If you are talking about getting orders correct, so what? That’s not what umpires do.
   20. PreservedFish Posted: March 27, 2014 at 03:37 PM (#4677900)
I work as a stock broker and I can guarantee that if I made a mistake on 377 out of 50000 trades, I'd be fired. I would be fired after probably the second or third mistake... even if those mistakes don't ultimately cost the firm money or the client money, each mistake has the *potential* of costing the firm of the client money. Similarly, each mistake an umpire makes has the potential of altering a game or an outcome, even though most do not.


Wait, what type of mistakes are we talking about? I would have thought that stock trading would be one of the world's most mistake-laden professions, the type of game where the guys that are right 54% of the time are the winners.

Also, there's a terrific Japanese restaurant in Berkeley CA that has chicken tartare on the menu.
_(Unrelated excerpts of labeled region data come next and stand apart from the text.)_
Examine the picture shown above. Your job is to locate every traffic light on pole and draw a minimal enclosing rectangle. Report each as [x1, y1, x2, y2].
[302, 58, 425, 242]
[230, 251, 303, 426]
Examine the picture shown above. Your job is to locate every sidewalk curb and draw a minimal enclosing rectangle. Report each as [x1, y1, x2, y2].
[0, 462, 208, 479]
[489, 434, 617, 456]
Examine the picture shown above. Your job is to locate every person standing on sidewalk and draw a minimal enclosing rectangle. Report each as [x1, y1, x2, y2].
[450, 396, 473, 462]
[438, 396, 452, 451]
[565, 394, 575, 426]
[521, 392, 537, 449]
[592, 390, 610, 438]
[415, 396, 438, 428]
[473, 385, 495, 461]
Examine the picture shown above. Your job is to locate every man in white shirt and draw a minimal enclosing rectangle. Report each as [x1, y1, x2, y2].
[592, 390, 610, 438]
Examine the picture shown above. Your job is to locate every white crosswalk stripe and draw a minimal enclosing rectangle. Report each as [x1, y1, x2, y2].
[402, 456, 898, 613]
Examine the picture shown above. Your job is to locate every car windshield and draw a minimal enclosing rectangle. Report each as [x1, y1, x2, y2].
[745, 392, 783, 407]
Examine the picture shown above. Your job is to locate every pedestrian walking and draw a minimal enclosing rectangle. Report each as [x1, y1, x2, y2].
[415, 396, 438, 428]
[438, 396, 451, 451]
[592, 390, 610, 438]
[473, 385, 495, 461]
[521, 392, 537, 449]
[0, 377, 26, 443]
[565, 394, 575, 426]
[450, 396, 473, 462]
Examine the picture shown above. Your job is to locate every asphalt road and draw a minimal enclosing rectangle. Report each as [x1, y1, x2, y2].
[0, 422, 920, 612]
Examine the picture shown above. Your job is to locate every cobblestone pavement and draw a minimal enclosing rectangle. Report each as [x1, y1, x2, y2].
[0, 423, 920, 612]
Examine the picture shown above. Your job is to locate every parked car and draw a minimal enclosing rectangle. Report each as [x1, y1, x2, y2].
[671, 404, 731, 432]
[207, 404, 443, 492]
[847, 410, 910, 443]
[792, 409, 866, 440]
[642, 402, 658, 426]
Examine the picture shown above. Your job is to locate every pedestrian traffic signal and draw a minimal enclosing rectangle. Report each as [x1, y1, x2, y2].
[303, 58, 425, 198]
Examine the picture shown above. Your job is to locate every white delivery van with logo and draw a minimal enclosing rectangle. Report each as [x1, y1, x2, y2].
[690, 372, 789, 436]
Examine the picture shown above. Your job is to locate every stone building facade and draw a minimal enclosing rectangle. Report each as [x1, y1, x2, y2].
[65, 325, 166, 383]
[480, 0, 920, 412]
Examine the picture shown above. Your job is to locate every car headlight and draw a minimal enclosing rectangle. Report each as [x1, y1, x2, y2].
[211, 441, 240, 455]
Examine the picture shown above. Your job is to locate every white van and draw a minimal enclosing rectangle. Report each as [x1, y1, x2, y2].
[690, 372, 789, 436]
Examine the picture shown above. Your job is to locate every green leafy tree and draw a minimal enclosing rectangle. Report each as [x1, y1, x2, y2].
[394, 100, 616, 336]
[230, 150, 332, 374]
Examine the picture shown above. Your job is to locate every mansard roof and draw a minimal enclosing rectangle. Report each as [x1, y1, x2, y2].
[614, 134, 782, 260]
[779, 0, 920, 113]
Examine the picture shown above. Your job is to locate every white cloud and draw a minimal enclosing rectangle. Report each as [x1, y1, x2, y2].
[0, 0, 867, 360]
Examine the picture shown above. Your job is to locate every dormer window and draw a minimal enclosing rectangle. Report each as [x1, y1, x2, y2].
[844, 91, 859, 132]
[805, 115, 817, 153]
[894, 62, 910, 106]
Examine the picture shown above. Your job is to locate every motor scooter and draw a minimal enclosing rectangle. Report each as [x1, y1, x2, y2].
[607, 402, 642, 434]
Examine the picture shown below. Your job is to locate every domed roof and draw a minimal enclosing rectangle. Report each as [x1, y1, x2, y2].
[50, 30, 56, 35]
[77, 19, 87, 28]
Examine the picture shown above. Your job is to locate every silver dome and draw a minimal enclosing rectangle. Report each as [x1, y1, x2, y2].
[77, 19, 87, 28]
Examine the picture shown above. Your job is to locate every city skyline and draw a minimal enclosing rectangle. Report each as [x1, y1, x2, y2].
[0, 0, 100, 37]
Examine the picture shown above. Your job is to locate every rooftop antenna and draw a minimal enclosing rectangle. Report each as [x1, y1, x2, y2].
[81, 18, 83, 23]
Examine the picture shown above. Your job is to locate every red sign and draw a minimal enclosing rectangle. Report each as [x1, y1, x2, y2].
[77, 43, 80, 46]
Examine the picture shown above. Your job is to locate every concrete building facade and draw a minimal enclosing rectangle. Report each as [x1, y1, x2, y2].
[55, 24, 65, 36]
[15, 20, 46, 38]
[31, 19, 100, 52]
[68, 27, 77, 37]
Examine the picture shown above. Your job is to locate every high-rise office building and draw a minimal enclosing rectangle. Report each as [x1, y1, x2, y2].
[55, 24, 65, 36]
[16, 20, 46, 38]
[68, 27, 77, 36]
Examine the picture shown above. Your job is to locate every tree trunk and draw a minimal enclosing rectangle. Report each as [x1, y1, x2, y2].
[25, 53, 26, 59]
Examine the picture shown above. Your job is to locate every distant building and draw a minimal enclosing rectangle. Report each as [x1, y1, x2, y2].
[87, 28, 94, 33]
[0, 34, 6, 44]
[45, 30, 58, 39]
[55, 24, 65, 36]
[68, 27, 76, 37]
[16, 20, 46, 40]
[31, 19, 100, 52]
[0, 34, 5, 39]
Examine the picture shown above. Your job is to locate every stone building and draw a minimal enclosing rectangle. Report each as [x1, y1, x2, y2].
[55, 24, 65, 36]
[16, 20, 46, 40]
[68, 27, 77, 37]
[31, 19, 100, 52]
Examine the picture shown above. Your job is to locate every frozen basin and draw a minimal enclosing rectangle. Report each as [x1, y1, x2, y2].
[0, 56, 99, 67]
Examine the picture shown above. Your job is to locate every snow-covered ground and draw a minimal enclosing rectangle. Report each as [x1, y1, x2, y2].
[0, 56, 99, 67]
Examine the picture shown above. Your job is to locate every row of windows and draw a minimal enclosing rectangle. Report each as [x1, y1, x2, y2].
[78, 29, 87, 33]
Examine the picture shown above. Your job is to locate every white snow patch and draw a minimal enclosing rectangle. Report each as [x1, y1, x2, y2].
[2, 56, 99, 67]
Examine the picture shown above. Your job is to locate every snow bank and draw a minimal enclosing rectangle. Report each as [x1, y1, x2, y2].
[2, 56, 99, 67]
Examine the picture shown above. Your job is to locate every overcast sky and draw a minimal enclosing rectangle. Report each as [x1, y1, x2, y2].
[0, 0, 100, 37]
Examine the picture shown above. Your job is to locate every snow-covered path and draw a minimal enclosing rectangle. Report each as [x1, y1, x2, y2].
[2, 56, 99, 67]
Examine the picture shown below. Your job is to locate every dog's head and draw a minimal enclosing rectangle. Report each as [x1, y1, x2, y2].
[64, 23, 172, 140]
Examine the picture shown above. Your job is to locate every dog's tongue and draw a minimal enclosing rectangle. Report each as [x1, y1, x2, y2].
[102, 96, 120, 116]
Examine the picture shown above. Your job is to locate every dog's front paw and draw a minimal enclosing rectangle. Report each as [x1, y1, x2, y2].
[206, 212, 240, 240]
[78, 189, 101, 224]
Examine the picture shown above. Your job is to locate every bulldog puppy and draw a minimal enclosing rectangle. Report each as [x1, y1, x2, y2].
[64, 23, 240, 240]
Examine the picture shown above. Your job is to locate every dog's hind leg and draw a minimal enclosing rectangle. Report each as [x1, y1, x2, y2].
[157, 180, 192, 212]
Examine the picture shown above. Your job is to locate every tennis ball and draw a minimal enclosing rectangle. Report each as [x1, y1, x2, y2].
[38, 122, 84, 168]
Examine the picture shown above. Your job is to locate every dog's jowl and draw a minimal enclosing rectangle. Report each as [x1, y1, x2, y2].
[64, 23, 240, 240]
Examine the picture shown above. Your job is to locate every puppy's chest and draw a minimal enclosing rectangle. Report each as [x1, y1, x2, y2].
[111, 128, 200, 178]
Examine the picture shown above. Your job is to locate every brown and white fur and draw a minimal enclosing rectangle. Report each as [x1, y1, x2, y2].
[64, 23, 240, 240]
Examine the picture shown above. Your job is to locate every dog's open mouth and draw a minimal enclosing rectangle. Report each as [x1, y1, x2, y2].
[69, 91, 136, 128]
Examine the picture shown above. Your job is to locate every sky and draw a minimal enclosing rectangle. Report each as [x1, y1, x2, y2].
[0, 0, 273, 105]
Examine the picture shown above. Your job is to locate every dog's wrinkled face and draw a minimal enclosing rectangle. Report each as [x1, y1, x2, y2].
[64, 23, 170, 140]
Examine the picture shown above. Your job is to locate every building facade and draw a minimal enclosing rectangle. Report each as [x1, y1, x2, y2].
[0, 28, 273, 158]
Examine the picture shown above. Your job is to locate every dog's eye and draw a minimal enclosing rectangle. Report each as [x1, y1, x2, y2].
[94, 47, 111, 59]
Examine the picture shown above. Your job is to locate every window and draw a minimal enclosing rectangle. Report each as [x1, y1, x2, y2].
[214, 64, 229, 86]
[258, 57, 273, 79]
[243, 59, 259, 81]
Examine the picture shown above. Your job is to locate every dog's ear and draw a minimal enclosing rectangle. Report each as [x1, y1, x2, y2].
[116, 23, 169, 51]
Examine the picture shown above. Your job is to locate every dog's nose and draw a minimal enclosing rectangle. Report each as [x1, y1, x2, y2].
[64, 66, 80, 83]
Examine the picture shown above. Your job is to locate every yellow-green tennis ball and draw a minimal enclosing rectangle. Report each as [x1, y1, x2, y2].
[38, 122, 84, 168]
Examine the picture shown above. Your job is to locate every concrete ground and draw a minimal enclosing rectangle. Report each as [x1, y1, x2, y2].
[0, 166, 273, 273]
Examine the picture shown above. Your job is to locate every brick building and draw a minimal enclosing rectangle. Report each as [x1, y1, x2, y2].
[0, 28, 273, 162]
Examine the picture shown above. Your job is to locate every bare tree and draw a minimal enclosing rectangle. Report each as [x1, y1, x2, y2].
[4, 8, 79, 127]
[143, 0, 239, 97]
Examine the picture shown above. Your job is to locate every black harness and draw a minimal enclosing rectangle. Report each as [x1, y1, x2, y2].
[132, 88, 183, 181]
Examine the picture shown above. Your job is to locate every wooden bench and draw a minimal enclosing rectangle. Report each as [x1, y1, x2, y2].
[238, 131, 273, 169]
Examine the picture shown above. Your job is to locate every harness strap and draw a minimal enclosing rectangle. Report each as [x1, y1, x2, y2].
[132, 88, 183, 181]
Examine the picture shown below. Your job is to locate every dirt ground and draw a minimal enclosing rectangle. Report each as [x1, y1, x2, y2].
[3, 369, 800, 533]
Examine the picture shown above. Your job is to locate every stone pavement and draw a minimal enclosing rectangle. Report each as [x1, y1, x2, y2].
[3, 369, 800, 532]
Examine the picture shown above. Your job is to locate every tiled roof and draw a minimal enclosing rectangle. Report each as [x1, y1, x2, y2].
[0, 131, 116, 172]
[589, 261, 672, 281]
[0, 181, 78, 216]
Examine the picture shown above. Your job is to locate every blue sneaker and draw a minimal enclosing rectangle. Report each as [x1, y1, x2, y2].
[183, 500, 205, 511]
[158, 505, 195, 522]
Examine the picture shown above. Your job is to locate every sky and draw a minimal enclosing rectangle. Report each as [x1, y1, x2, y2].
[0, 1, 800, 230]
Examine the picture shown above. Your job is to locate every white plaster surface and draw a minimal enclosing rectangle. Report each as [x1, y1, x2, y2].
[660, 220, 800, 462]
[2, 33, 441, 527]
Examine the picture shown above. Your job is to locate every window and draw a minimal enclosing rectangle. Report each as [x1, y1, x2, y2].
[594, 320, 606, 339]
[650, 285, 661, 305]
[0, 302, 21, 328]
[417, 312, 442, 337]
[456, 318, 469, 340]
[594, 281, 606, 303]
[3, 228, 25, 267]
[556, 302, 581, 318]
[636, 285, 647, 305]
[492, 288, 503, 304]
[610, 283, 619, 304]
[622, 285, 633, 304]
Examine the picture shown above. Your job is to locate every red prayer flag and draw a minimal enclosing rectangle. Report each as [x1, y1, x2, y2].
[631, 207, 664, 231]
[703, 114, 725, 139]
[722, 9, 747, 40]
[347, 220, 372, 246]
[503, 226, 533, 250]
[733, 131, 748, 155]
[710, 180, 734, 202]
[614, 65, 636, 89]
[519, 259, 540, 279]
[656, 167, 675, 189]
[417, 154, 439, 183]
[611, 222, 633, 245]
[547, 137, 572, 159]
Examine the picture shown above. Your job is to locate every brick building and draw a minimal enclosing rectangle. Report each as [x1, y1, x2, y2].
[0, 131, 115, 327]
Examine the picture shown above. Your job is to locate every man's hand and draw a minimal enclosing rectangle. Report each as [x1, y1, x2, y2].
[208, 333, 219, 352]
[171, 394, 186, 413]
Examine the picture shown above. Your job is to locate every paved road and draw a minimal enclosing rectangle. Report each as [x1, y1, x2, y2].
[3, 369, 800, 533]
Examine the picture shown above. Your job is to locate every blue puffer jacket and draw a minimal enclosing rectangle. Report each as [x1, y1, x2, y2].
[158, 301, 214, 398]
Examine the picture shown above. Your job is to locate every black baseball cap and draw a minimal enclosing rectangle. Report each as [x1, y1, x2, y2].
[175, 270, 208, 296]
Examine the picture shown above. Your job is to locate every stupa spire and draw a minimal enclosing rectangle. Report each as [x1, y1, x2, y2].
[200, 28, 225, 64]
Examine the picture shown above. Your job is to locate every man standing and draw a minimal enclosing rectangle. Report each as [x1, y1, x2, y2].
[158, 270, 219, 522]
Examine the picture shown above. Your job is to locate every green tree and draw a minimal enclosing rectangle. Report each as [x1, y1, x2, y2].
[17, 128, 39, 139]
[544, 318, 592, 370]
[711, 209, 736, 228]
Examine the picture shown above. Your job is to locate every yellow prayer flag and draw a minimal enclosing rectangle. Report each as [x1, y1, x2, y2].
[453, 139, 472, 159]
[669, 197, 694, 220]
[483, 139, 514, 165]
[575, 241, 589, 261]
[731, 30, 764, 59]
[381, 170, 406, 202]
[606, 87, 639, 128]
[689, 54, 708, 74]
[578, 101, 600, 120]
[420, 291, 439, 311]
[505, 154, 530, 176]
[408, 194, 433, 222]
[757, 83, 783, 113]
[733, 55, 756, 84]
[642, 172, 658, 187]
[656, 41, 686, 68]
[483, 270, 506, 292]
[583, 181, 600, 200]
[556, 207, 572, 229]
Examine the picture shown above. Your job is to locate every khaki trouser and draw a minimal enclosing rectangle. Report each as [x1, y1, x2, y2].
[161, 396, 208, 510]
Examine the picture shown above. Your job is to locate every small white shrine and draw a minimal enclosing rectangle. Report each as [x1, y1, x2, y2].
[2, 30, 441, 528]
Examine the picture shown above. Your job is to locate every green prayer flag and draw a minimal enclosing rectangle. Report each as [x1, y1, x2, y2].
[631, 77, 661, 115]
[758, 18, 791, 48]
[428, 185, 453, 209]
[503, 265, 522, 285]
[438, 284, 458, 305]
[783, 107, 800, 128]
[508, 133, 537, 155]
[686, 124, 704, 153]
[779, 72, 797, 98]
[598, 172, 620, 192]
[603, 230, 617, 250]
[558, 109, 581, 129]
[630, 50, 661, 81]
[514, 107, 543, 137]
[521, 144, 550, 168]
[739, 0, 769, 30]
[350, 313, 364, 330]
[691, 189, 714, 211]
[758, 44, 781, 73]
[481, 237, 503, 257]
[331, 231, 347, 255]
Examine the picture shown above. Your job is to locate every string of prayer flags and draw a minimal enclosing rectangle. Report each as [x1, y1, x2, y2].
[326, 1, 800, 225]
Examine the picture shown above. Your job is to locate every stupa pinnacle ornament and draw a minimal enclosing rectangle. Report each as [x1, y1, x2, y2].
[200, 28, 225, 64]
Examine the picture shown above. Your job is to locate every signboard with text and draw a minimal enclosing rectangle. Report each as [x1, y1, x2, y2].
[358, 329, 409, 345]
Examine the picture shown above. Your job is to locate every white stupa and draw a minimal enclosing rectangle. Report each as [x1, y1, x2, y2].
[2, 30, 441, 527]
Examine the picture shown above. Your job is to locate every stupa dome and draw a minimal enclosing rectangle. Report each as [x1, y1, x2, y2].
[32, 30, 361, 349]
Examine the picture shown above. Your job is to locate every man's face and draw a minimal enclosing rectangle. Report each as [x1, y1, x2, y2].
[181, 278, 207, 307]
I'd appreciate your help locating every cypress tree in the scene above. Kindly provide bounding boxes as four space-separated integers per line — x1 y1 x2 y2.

It's pretty good. Only place I ever recall seeing it. I suppose nobody has gotten really sick yet, as I think that would be a prominent news item pretty quickly.
   21. madvillain Posted: March 27, 2014 at 03:40 PM (#4677904)
I dunno, do you really know anybody who makes correct market analysis for their clients 99% of the time?


It's great getting paid to play casino games.
   22. MikeTG Posted: March 27, 2014 at 06:51 PM (#4678035)
So by MLB's numbers, about 1 out of every 7.2 games had at least one call meriting review in 2013. ~2 games/day on days with a full regular season slate.

Once the dust settles I hope we get a lot less highlight footage of arguing managers and more discussion of which managers use their challenges well and who the most often overturned umpires are.